The median age in the village was 35.3 years. 29.8% of residents were under the age of 18; 7.7% were between the ages of 18 and 24; 24.4% were from 25 to 44; 29.7% were from 45 to 64; and 8.3% were 65 years of age or older. The gender makeup of the village was 49.4% male and 50.6% female.

===2000 census===
As of the census of 2000, there were 201 people, 65 households, and 41 families living in the village. The population density was 334.9 PD/sqmi. There were 72 housing units at an average density of 120.0 /sqmi. The racial makeup of the village was 99.00% White, 0.50% Native American, and 0.50% from two or more races. Hispanic or Latino of any race were 1.00% of the population.

There were 65 households, out of which 35.4% had children under the age of 18 living with them, 47.7% were married couples living together, 7.7% had a female householder with no husband present, and 36.9% were non-families. 33.8% of all households were made up of individuals, and 13.8% had someone living alone who was 65 years of age or older. The average household size was 2.46 and the average family size was 3.20.

In the village, the population was spread out, with 23.4% under the age of 18, 6.0% from 18 to 24, 20.9% from 25 to 44, 16.9% from 45 to 64, and 32.8% who were 65 years of age or older. The median age was 45 years. For every 100 females there were 91.4 males. For every 100 females age 18 and over, there were 90.1 males.
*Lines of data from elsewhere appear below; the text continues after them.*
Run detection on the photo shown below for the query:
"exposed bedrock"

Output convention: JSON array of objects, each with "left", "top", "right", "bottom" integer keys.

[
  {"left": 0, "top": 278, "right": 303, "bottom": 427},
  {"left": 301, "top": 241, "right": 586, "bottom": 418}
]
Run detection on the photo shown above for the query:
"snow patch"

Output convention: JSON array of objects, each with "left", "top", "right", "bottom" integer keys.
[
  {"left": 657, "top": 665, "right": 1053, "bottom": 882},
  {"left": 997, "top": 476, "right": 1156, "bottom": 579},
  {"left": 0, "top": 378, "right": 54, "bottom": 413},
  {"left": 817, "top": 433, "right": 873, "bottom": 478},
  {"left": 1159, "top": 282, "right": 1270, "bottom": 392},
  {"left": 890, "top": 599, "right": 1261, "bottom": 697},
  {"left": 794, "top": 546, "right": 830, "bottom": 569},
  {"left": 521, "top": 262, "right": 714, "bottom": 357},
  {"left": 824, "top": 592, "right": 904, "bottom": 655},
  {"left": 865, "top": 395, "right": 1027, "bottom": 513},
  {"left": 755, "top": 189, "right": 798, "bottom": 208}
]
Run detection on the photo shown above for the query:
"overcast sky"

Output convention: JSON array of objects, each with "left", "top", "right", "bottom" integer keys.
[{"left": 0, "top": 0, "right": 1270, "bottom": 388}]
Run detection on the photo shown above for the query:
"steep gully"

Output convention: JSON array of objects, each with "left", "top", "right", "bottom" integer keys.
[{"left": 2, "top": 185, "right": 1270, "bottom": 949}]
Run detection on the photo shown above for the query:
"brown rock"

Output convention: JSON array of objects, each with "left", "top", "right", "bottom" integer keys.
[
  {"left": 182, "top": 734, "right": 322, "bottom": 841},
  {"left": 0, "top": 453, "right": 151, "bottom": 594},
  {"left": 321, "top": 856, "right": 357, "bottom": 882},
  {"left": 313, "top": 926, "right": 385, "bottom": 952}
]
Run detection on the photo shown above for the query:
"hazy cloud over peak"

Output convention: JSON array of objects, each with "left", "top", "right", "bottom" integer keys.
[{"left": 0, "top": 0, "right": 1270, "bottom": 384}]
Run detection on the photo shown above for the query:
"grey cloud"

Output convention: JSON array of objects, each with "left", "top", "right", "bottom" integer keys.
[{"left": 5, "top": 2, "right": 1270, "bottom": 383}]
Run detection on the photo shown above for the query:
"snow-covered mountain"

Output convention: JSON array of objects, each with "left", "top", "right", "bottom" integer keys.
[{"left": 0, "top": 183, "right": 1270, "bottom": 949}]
The median income for a household in the village was $36,250, and the median income for a family was $38,438. Males had a median income of $33,125 versus $15,625 for females. The per capita income for the village was $19,333. About 15.2% of families and 19.9% of the population were below the poverty line, including 28.2% of those under the age of eighteen and 52.4% of those 65 or over.